FIG. 1 is a block diagram of an optical disc reproducing apparatus according to an embodiment of the present invention.

FIG. 2 is a block diagram of a conventional optical disc reproducing apparatus.

FIG. 3 is a graph showing a temporal change of a conventional phase difference.

FIG. 4 is a graph showing a temporal change of a conventional phase difference.

FIG. 5 is a graph showing a temporal change of a conventional phase difference.

[Explanation of symbols]

 Reference Signs List 10 laser disk 11 pickup 12 video signal demodulation circuit 13 synchronization signal detection circuit 14 synchronization signal generation circuit 15 time axis correction circuit 16 rotation control circuit 17 rotation drive circuit 18A first determination unit 18B second determination unit 19 screen switching unit

Claims (2)

(57) [Claims] A synchronizing signal detecting circuit for detecting a synchronizing signal from a signal read from an optical disc; a synchronizing signal generating circuit for generating a synchronizing signal which is a reference for operation of an optical disc reproducing apparatus; A time axis correction circuit for correcting a temporal variation of a signal read from the disk, a rotation for controlling rotation of the optical disk based on a synchronization signal detected by the synchronization signal detection circuit and a synchronization signal generated by the synchronization signal generation circuit; The magnitude of the phase difference between the control circuit and the synchronizing signal detected by the synchronizing signal detecting circuit and the synchronizing signal generated by the synchronizing signal generator is kept within a certain range for a certain time or more.
After confirming that the conditions have been met,
The rotation control circuit comprises a first determining means for determining that entered the ready to control the rotation of the optical disc by the correction range of the time base correction circuit, wherein similarly to the first determining means
The synchronization signal detected by the synchronization signal detection circuit and the synchronization signal generation
The magnitude of the phase difference from the synchronization signal generated by the
Check if the condition has been maintained for a certain period of time
After confirming that the rotation has been completed, the rotation control circuit
Rotation control of optical disk within the correction range of the axis correction circuit
Is determined to be in a state in which the
Is different from the range and time of the phase difference to be confirmed
And if at least one of the first determining means or the second determining means determines that the rotation control circuit has entered a state in which rotation control of the optical disc can be performed within the correctable range of the time axis correction circuit.
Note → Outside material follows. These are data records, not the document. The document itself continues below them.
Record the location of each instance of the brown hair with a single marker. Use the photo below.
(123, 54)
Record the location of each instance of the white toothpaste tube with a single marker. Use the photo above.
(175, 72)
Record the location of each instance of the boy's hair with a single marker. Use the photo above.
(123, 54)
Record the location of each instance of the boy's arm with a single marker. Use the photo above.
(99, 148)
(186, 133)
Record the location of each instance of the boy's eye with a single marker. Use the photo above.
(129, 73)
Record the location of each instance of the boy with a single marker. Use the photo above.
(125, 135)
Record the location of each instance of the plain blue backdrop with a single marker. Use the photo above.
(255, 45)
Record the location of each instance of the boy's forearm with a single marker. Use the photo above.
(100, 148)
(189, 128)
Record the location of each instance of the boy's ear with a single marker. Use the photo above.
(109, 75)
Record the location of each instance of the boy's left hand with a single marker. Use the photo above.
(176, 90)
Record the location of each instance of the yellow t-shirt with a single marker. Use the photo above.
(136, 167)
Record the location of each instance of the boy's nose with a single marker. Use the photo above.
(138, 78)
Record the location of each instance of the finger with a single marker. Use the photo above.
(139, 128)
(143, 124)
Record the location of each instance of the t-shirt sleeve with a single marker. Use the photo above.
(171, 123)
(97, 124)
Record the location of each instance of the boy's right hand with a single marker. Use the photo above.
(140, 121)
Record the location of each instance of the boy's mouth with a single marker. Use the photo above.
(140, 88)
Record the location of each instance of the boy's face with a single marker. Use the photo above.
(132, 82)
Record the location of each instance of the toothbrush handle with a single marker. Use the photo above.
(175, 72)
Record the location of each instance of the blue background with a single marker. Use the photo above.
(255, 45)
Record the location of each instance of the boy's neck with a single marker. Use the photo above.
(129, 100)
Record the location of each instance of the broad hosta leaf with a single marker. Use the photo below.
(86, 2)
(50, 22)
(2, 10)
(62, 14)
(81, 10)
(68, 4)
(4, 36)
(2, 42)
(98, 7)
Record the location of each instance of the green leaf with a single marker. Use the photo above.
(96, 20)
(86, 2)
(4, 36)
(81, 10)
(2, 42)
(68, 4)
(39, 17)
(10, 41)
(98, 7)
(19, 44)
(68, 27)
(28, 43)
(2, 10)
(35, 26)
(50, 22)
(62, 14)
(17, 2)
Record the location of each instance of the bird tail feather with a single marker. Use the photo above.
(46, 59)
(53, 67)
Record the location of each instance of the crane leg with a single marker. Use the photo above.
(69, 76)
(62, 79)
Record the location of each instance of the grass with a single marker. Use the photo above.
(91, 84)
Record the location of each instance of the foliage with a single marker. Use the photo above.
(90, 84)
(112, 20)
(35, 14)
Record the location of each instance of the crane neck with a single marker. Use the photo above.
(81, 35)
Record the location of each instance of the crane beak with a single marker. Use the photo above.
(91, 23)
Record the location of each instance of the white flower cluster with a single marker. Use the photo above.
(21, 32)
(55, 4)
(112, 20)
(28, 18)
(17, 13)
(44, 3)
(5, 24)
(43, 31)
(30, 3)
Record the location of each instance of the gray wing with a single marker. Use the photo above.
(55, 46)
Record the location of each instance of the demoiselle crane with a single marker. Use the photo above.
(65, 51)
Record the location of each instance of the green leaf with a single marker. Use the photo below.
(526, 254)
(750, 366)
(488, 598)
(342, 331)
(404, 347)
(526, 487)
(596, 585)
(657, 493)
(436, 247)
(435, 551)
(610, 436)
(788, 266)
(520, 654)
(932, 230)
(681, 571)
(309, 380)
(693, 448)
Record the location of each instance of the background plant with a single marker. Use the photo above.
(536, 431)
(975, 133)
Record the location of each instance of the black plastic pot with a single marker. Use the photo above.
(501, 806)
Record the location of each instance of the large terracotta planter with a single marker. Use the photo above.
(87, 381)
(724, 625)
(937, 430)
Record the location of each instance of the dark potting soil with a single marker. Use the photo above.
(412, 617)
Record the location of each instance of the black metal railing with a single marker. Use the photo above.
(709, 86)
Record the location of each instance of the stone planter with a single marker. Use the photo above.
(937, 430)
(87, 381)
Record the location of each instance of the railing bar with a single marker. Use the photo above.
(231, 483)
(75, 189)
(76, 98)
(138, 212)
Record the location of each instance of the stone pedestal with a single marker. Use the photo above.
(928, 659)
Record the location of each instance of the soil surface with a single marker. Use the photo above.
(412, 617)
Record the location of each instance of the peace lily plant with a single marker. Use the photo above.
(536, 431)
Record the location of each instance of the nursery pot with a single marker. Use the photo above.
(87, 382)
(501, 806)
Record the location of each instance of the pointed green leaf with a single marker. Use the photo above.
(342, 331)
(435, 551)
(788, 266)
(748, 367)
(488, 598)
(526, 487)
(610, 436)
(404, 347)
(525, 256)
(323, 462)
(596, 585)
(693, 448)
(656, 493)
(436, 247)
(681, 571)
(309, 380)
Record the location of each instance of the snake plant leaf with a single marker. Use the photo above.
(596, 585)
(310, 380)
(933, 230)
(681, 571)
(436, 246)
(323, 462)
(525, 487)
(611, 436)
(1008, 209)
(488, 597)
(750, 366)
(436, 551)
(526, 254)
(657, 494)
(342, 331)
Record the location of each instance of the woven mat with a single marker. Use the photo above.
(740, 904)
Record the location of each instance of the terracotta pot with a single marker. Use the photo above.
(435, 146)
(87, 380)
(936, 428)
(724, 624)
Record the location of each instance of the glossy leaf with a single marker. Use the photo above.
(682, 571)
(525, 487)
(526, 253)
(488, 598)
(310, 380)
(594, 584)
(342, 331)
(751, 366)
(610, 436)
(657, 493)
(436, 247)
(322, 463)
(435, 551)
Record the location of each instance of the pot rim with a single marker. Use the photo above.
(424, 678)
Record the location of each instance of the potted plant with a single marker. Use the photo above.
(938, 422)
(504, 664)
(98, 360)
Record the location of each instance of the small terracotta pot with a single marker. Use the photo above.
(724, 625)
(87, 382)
An optical disc reproducing apparatus, comprising: a screen switching unit that determines that a screen without disturbance is displayed. 2. A synchronous signal detected by a synchronous signal detecting circuit.
Of the phase difference from the synchronization signal generated by the initial signal generator
To see if it has stayed within a certain range for a certain amount of time,
After confirming that the conditions are met, the rotation control circuit
Rotation control of optical disk within the correction range of the axis correction circuit
Has three or more judgment means to judge that
The range and time of the phase difference to be checked
And a screen switching means that at least one of the plurality of the determination means has entered a state in which the rotation control circuit can control the rotation of the optical disk within the correctable range of the time axis correction circuit. 2. The optical disc reproducing apparatus according to claim 1, wherein if the judgment is made, it is judged that an image can be displayed on the screen without disturbance.